2.4 Strategy Search File

search_dist.py: This file is primarily responsible for functions related to strategy search. Its contents are as follows:

if __name__ == '__main__':
    args = initialize_galvatron(model_args, mode='search')
    config = get_mymodel_config(args, overwrite_args=True)
    path = os.path.dirname(os.path.abspath(__file__))
    print(args)
    print(config)
    # Create an instance of the strategy search engine
    search_engine = GalvatronSearchEngine(args)
    
    # Set basic information for the search engine
    search_engine.set_search_engine_info(path, model_layer_configs(config), model_name(config))
    
    # Initialize the search engine
    search_engine.initialize_search_engine()

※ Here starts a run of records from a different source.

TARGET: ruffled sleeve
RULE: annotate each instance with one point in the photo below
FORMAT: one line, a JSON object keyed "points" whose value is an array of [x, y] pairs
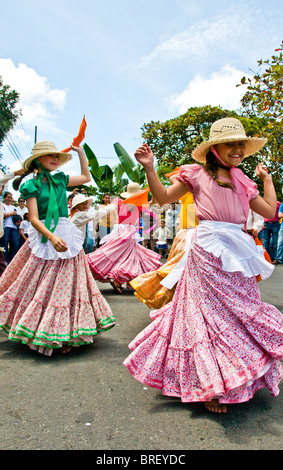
{"points": [[29, 189], [190, 176], [249, 185]]}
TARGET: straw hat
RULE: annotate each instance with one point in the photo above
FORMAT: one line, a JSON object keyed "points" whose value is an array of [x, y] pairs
{"points": [[132, 188], [79, 198], [227, 130], [46, 147]]}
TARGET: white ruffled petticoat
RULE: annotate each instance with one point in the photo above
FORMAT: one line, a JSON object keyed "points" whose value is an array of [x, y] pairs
{"points": [[65, 230], [236, 249]]}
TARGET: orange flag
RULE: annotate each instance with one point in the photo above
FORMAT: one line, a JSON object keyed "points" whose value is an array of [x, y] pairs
{"points": [[80, 137], [266, 255], [138, 199], [174, 172]]}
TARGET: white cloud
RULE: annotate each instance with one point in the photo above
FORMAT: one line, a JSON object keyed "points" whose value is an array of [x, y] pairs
{"points": [[217, 90], [206, 40], [38, 101]]}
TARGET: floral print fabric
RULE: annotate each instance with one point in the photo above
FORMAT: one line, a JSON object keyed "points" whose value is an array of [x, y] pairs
{"points": [[215, 339], [47, 303]]}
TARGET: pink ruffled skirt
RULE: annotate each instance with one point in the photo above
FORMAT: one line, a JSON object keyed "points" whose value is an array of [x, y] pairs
{"points": [[121, 258], [48, 303], [215, 339]]}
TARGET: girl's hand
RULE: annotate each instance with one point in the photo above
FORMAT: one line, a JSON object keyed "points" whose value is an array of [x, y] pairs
{"points": [[262, 172], [58, 243], [19, 172], [144, 156], [77, 149]]}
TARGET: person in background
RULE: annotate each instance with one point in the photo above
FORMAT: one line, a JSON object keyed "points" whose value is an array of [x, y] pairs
{"points": [[81, 215], [4, 178], [161, 235], [216, 342], [24, 227], [70, 201], [10, 240], [21, 209], [270, 233]]}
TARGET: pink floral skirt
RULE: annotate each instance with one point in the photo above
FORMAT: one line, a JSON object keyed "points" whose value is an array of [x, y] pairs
{"points": [[46, 304], [215, 339], [121, 258]]}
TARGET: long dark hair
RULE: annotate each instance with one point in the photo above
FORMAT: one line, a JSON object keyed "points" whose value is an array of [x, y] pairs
{"points": [[212, 167], [17, 181]]}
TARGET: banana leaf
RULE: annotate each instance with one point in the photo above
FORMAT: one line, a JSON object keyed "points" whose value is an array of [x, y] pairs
{"points": [[127, 162], [106, 173], [94, 167], [118, 172], [92, 160]]}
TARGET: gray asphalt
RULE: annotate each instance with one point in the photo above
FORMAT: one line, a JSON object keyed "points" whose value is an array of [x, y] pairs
{"points": [[87, 400]]}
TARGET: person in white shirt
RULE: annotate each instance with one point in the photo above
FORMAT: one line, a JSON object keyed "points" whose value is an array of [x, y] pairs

    # Perform strategy search
    search_engine.parallelism_optimization()

3 Script Files

The scripts folder mainly contains script files used to implement model training, performance analysis, strategy search, and other functions.

It mainly includes five different scripts:

profile_computation.sh: Used for performance analysis, calculating the computational performance of the model under different configurations.
profile_memory.sh: Used for performance analysis, calculating the memory usage of the model under different configurations.
search_dist.sh: Used for strategy search, finding the optimal strategy for the model under different configurations.
train_dist.sh: Used for model training.
train_dist_random.sh: Used for model training with random data.